"Schindler's List" Film Review
By: Nathaniel Simpson
There are numerous scenes throughout Steven Spielberg's 3-hour epic, "Schindler's List" that will stay with you as the credits roll. The scene that will stay with me the most is towards the end of the film, and is actually the last scene we see of Liam Neeson playing Oskar Schindler. When forced to leave the factory with the saved Jews, Schindler starts reflecting on what he could have done, and how he could have saved many more Jews from the uncertainty of the concentration camps during World War 2. He breaks down and cries in the arms of Itzhak Stern (Ben Kingsley), who is his longtime friend and partner in his business. It is perhaps one of the less frightening or intense scenes in the film, but I think it packs as much of a punch as the scenes that take place in the concentration camps. This is due to the film humanizing our main character, showing that he is rather a flawed human being, like all of us, rather than a hero that saves the day in the end.

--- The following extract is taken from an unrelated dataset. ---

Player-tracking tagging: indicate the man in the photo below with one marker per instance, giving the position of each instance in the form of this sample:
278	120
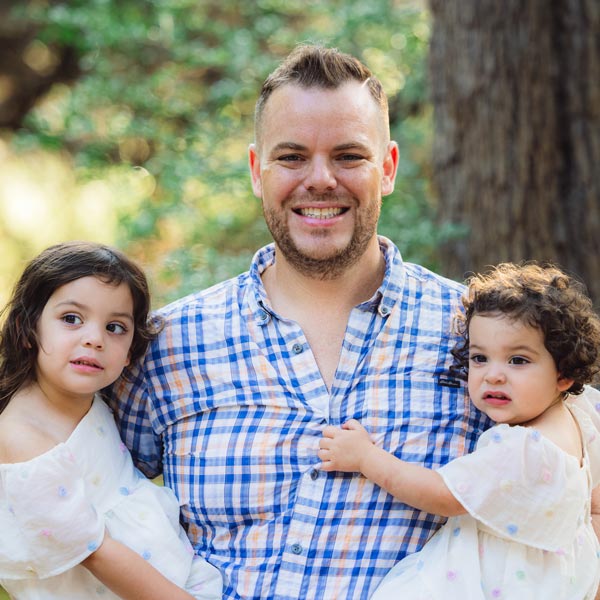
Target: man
328	324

This film takes place during the peak of the occupation of France by Nazi Germany. We watch many times as the Jewish citizens are forced to experience horrible torture and conditions while placed in Jewish concentration camps. The concentration camps that the film focuses on are run by an evil Nazi named Amon Goeth (Ralph Fiennes).
When Schindler, who comes to this part of the world, is trying to start a factory business, he enlists the help of the Nazi party to provide him funds for his new business. He supports the Nazi party as they are helping him get rich, but soon changes his political affiliation when he notices the harsh and cruel treatment of the Jewish people for no reason. Due to this, with help from Stern, he tries to bring as many Jewish people as he can into his factories to work for him, which provides a safe haven for the Jews that would be forced into the concentration camps. He pays out of his pocket to rescue these people, and in the end, he saved around 1,200 Jews.
This film is definitely a passion project for Spielberg, who was raised as an Orthodox Jew. You can definitely tell his hatred for the Nazis and what his ancestors had to endure during this time. He portrays the Nazis as horrible, cruel people; which is what they are essentially. Take the scene for example where Goeth just starts shooting at the Jewish people for no reason when he wakes up one morning. Instead of being appalled, the woman in his bed is mad that he is making such a loud noise so early in the morning. It doesn't seem like the Nazis are even human, but rather horrible, monstrous, killing machines.
The roles of Schindler and Goeth are played to perfection by Neeson and Fiennes, respectively. They both portray these two very different characters, but still help convince the audience that we are watching real life events. Fiennes, who has played horrible characters such as Lord Voldemort to humorous characters like M. Gustave, definitely gives one of the best performances of his career, and is perhaps one of the most despised characters in film history.
The experience of the Jews is extremely hard to watch, and there is no sugarcoating what they went through. Spielberg shows the harsh reality of what they went through, which leaves a sickening feeling in the stomach of the viewer. This is perhaps the best film to portray these events during WW2 because of the harsh imagery and gut-wrenching scenes that are depicted in this film.
I also appreciate the fact that Spielberg decided to shoot the entire film in B&W, except when we see the girl in the little red coat and the flicker of the candles. I think the girl in the red coat is perhaps one of the most haunting scenes in film history, and hits the viewer hard when both us and Schindler sees the girl dead in a cart. It is horrible and brings a tear to the viewer's eye, but this is what the Jewish people actually went through, and Spielberg does an amazing job bringing that to life in film.
Overall, this is perhaps one of the best WW2 movies in film history. It is powerful, gut-wrenching, depressing, but is absolutely perfect in almost every way. Spielberg does an amazing job of affecting the viewer in so many different ways, and showing them the evilness of the Nazi party during this time. I don't think anyone can really describe the pain or the trauma the Jews went through during this time, but this movie gets pretty damn close.